August 12, 2021
WARSAW (Reuters) -Poland’s prime minister on Thursday rejected criticism of bills concerning media ownership and property restitution passed by parliament, after the United States, one of Warsaw’s most important allies, denounced the legislation.
In a tumultuous sitting of parliament on Wednesday, Polish lawmakers passed a bill that would strengthen a ban on firms from outside the European Economic Area controlling Polish broadcasters.
The opposition says the bill aims to gag the news channel TVN24, which is owned by U.S.-based media group Discovery Inc and is critical of the right-wing nationalist government.
U.S. Secretary of State Antony Blinken said Washington was “deeply troubled” by the passage of the bill, which he said targeted the most-watched independent news station in Poland and one of the largest U.S. investments in the country.
Polish Prime Minister Mateusz Morawiecki denied this.
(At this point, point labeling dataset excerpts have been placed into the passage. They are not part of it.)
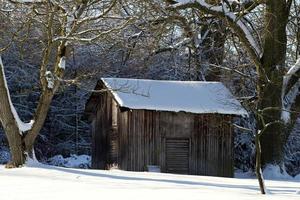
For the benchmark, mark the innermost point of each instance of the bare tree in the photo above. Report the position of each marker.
(62, 24)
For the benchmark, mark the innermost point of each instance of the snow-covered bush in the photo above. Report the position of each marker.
(74, 161)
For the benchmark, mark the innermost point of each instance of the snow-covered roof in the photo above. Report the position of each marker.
(187, 96)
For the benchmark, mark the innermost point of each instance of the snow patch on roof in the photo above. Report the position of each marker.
(176, 96)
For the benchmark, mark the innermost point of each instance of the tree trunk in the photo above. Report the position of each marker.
(258, 171)
(213, 47)
(269, 91)
(39, 119)
(9, 123)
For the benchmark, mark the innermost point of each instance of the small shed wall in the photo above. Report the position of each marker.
(140, 138)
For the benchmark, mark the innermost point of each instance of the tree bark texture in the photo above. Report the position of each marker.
(9, 124)
(269, 91)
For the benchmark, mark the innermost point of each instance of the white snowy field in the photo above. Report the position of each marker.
(42, 182)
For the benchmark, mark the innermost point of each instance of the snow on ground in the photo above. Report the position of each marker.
(37, 181)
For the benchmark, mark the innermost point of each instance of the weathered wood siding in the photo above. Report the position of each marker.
(134, 139)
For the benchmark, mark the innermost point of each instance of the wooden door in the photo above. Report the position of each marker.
(177, 153)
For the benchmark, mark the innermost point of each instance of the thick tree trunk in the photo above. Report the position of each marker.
(9, 123)
(213, 47)
(258, 170)
(269, 91)
(39, 119)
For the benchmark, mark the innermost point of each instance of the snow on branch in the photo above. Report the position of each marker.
(234, 21)
(23, 127)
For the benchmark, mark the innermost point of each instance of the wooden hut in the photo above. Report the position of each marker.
(174, 126)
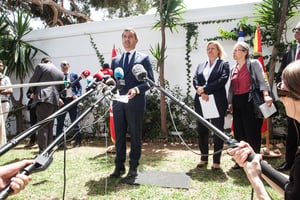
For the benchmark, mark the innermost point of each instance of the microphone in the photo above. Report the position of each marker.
(139, 72)
(96, 78)
(110, 82)
(119, 75)
(83, 75)
(107, 71)
(89, 79)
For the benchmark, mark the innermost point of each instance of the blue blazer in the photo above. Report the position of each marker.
(215, 85)
(138, 103)
(287, 58)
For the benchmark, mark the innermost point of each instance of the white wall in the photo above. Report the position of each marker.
(72, 42)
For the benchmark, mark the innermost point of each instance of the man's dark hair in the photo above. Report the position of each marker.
(45, 60)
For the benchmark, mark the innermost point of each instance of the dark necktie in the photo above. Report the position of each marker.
(126, 61)
(298, 54)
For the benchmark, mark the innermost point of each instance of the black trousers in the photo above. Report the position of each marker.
(292, 141)
(203, 134)
(45, 134)
(127, 120)
(245, 125)
(73, 114)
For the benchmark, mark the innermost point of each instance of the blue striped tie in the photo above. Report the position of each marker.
(126, 61)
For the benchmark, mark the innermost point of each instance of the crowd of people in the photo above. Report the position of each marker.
(209, 82)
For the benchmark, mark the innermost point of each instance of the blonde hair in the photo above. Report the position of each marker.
(219, 48)
(291, 78)
(244, 46)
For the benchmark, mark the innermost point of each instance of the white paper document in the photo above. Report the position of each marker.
(121, 98)
(209, 108)
(266, 110)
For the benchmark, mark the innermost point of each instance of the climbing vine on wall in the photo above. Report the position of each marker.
(191, 34)
(99, 55)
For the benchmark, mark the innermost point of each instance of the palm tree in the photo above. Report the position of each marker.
(17, 55)
(170, 13)
(272, 16)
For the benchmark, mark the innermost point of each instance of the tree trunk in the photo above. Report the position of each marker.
(163, 115)
(18, 107)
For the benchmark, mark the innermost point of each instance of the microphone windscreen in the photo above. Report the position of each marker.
(98, 76)
(119, 73)
(85, 73)
(110, 82)
(139, 72)
(107, 71)
(89, 79)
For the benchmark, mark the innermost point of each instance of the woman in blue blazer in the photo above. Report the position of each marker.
(210, 79)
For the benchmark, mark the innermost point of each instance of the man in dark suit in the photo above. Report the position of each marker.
(67, 97)
(45, 99)
(129, 116)
(292, 136)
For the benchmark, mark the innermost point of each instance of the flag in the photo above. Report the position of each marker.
(240, 39)
(258, 54)
(111, 115)
(241, 35)
(113, 53)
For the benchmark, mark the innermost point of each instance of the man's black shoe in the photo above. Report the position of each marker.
(236, 166)
(132, 173)
(284, 167)
(117, 172)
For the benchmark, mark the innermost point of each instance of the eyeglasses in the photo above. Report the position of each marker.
(294, 29)
(235, 50)
(284, 93)
(63, 64)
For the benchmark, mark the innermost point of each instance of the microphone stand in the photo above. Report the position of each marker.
(16, 140)
(44, 159)
(267, 170)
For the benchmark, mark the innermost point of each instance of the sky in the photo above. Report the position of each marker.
(191, 4)
(194, 4)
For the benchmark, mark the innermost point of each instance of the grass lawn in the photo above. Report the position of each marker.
(88, 168)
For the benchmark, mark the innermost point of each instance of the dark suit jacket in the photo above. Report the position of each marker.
(138, 103)
(287, 58)
(215, 85)
(77, 88)
(48, 94)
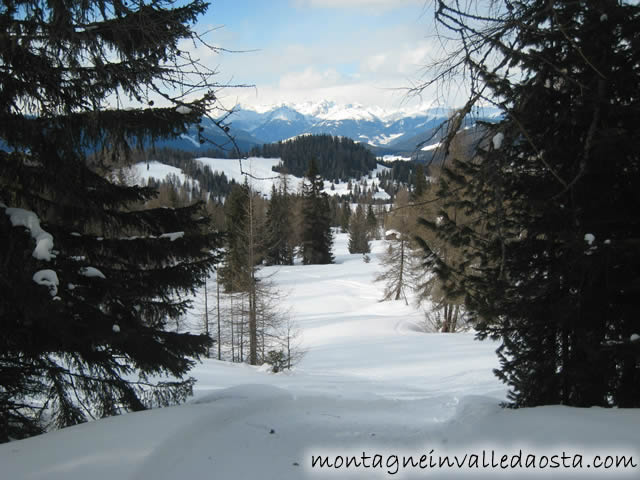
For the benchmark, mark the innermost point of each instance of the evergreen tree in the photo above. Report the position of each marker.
(279, 227)
(419, 181)
(554, 268)
(235, 267)
(317, 238)
(345, 217)
(372, 223)
(90, 283)
(359, 233)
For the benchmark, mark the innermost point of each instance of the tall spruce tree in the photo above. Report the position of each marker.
(279, 227)
(317, 238)
(359, 241)
(551, 229)
(90, 280)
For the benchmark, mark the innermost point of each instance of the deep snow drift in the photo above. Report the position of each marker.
(370, 384)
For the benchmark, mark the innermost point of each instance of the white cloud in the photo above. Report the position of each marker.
(377, 4)
(309, 78)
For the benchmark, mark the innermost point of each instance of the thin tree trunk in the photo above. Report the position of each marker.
(206, 315)
(219, 330)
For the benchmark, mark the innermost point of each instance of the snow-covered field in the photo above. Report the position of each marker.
(260, 175)
(371, 387)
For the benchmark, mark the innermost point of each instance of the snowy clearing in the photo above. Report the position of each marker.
(372, 385)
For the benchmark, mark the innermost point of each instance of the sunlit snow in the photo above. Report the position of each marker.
(371, 382)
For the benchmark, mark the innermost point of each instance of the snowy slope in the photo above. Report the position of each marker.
(143, 171)
(257, 170)
(371, 383)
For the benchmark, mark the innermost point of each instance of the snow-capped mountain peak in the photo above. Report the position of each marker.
(397, 130)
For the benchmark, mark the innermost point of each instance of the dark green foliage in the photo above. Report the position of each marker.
(234, 271)
(554, 231)
(336, 157)
(317, 238)
(214, 183)
(359, 241)
(419, 181)
(280, 248)
(372, 223)
(90, 346)
(345, 217)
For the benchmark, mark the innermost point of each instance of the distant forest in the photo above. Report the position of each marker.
(337, 158)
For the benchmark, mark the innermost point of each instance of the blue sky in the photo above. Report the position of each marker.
(348, 51)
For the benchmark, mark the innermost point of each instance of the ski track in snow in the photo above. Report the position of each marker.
(369, 382)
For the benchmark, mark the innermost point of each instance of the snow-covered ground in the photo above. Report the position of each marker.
(371, 386)
(260, 176)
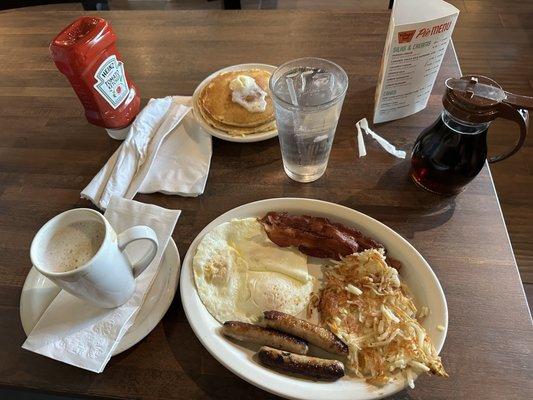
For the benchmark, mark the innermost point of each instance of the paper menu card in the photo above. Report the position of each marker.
(419, 33)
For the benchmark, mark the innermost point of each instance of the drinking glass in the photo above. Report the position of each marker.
(308, 94)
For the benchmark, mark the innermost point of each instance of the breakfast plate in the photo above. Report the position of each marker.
(256, 137)
(415, 272)
(38, 292)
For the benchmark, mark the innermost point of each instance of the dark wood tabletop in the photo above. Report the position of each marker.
(49, 152)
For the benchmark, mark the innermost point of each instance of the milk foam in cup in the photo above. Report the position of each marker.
(80, 252)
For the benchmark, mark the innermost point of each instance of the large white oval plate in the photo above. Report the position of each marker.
(415, 271)
(255, 137)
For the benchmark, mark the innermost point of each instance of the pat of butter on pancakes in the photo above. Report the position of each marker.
(240, 273)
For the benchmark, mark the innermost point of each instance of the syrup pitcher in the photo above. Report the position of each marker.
(451, 152)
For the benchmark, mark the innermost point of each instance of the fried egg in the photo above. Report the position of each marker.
(240, 273)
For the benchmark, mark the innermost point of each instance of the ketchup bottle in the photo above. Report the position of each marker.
(85, 52)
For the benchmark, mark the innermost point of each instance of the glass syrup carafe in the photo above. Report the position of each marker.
(450, 153)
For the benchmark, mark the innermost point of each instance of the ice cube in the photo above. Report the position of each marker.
(324, 81)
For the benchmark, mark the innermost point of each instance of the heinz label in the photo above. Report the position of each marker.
(111, 81)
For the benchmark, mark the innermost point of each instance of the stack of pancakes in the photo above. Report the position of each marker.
(218, 110)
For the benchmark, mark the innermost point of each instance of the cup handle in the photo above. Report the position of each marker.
(139, 232)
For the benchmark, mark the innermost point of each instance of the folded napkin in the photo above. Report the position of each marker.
(362, 126)
(78, 333)
(166, 151)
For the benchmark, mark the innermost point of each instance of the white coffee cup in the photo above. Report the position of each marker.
(105, 278)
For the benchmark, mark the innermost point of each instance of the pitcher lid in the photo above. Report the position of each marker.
(473, 98)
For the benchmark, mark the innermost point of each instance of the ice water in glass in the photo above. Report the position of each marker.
(308, 95)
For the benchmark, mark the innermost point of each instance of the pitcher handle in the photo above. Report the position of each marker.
(521, 117)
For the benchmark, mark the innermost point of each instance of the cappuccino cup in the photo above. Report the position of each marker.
(80, 252)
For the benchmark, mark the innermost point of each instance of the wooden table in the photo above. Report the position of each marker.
(48, 153)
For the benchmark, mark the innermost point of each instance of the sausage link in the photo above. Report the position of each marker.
(314, 334)
(264, 336)
(310, 367)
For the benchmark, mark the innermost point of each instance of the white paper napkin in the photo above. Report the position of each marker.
(362, 126)
(78, 333)
(166, 151)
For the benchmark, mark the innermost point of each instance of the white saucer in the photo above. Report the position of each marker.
(38, 292)
(255, 137)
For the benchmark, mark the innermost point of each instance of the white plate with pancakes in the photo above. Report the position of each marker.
(239, 358)
(266, 130)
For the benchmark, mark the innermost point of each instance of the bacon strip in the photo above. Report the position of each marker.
(315, 236)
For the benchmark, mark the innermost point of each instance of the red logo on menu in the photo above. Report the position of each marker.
(406, 36)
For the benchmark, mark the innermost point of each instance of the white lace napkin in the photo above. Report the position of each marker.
(362, 126)
(78, 333)
(166, 151)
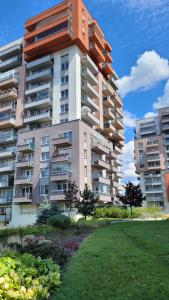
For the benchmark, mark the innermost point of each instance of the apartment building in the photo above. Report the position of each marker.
(68, 118)
(152, 158)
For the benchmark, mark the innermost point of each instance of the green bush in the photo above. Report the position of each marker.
(116, 212)
(45, 251)
(47, 212)
(26, 277)
(21, 231)
(60, 221)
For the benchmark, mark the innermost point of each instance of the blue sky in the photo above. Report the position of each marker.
(138, 32)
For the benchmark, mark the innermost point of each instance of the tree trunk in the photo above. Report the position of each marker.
(131, 208)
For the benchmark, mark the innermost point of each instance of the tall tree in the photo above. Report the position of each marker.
(133, 196)
(86, 203)
(71, 196)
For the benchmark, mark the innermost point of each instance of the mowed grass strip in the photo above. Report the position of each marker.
(120, 261)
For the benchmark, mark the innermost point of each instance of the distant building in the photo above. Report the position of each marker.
(152, 157)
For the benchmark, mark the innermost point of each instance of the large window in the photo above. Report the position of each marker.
(52, 31)
(45, 140)
(44, 190)
(44, 156)
(44, 172)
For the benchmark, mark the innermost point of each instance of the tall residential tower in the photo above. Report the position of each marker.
(67, 120)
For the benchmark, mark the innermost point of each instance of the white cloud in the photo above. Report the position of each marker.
(163, 101)
(150, 114)
(129, 119)
(150, 69)
(128, 169)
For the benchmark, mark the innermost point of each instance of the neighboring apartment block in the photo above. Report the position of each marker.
(152, 157)
(63, 113)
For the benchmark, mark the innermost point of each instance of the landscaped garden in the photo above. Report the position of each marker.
(96, 257)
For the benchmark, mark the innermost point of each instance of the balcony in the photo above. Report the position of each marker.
(108, 114)
(90, 103)
(60, 176)
(108, 102)
(108, 90)
(117, 136)
(88, 117)
(40, 117)
(39, 76)
(7, 168)
(27, 148)
(6, 199)
(99, 148)
(62, 142)
(24, 199)
(39, 103)
(61, 158)
(10, 50)
(24, 180)
(89, 76)
(7, 122)
(9, 95)
(101, 164)
(89, 90)
(8, 108)
(117, 150)
(7, 137)
(57, 196)
(48, 39)
(88, 62)
(8, 80)
(10, 63)
(7, 154)
(107, 69)
(103, 180)
(109, 128)
(38, 88)
(118, 100)
(43, 62)
(25, 164)
(118, 124)
(97, 53)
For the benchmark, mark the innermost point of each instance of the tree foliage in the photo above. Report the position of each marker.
(133, 196)
(71, 195)
(86, 203)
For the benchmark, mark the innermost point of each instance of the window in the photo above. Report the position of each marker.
(64, 108)
(44, 190)
(52, 31)
(45, 156)
(45, 140)
(64, 79)
(64, 94)
(64, 66)
(44, 172)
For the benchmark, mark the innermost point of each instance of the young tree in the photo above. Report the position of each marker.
(132, 197)
(86, 203)
(71, 195)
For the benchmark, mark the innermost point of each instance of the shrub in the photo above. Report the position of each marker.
(47, 212)
(116, 212)
(60, 221)
(26, 277)
(46, 250)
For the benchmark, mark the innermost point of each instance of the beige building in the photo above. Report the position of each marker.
(68, 122)
(152, 158)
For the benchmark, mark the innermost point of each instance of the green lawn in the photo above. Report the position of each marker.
(120, 261)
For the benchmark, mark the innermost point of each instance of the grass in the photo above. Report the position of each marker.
(121, 261)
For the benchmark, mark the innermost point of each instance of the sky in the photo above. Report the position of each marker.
(138, 31)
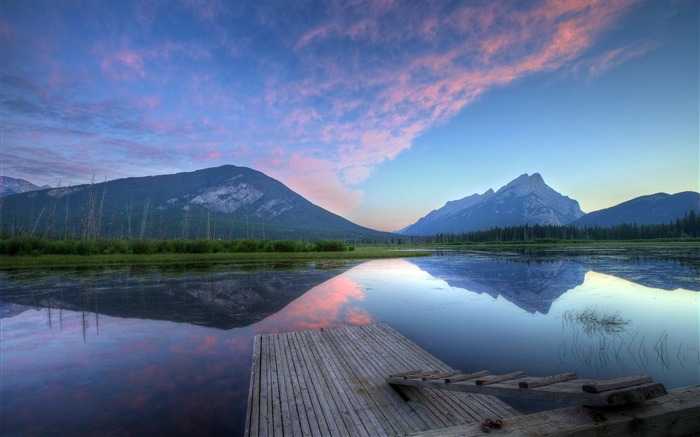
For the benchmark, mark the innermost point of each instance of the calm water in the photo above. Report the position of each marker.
(167, 351)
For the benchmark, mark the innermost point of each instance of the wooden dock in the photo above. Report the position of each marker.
(363, 381)
(333, 383)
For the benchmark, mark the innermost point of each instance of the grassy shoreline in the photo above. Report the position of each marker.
(38, 261)
(372, 251)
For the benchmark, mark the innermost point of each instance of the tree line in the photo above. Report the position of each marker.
(37, 245)
(687, 227)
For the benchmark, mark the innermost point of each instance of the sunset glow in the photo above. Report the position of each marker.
(379, 111)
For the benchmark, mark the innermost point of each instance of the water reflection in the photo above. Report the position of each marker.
(221, 297)
(169, 350)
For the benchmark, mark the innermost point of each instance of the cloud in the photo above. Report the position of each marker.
(316, 96)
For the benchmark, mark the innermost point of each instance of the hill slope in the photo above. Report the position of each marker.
(660, 208)
(10, 186)
(221, 202)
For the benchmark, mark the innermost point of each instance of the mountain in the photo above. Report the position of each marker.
(660, 208)
(527, 199)
(222, 202)
(9, 186)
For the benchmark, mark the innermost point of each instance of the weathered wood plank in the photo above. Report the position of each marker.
(334, 383)
(467, 376)
(547, 380)
(500, 378)
(344, 416)
(378, 396)
(252, 421)
(469, 407)
(302, 403)
(311, 407)
(547, 393)
(630, 395)
(677, 414)
(407, 373)
(612, 384)
(290, 423)
(441, 375)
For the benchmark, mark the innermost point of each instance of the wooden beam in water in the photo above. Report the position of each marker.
(612, 384)
(675, 415)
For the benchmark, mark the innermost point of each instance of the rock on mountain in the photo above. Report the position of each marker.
(660, 208)
(223, 202)
(526, 199)
(9, 186)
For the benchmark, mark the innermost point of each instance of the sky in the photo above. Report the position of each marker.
(379, 111)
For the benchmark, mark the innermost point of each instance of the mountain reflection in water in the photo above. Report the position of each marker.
(169, 349)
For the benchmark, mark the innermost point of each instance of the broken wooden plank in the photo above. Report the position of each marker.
(422, 375)
(677, 414)
(441, 375)
(631, 395)
(407, 373)
(500, 378)
(467, 376)
(612, 384)
(547, 380)
(563, 392)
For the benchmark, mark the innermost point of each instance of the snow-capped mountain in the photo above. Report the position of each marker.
(221, 202)
(525, 200)
(9, 186)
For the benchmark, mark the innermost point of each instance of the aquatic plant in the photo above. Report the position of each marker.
(595, 321)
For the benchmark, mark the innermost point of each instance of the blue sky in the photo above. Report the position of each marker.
(379, 111)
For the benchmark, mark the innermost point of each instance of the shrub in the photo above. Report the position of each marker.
(330, 246)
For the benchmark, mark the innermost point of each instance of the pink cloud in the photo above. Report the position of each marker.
(124, 65)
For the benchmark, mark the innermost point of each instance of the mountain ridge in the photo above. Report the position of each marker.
(526, 199)
(219, 202)
(10, 186)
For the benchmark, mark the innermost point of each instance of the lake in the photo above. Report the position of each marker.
(167, 350)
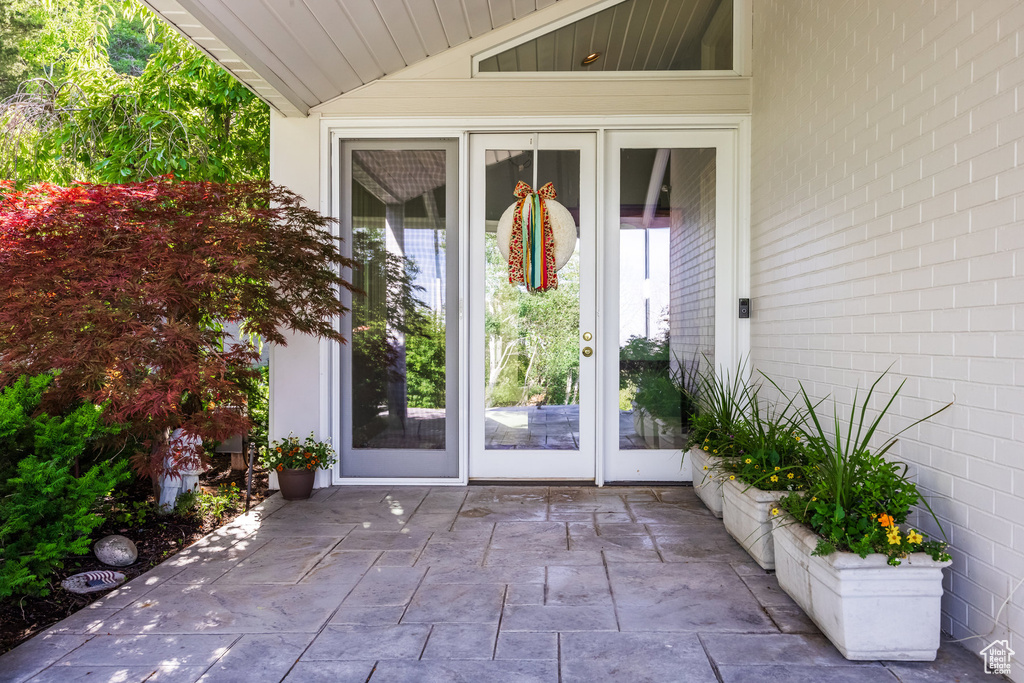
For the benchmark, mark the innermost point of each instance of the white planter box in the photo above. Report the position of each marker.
(747, 513)
(868, 609)
(707, 479)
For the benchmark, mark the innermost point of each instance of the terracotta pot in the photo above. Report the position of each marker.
(296, 484)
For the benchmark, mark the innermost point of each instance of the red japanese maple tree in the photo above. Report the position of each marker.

“We do not have any intentions regarding a specific TV channel, it is just about tightening the regulations, so that there is no situation in which companies from outside the European Union would buy media in Poland,” he told a news conference.
Blinken had also called on Poland not to proceed with legislation that is expected to make it harder for Jews to recover property seized by Nazi German occupiers during the Holocaust and kept by postwar Communist rulers.
Morawiecki said the law was implementing a 2015 ruling by Poland’s Constitutional Tribunal that a deadline must be set after which faulty administrative decisions can no longer be challenged.
“This has nothing to do with the fears expressed by our American friends about us,” he said.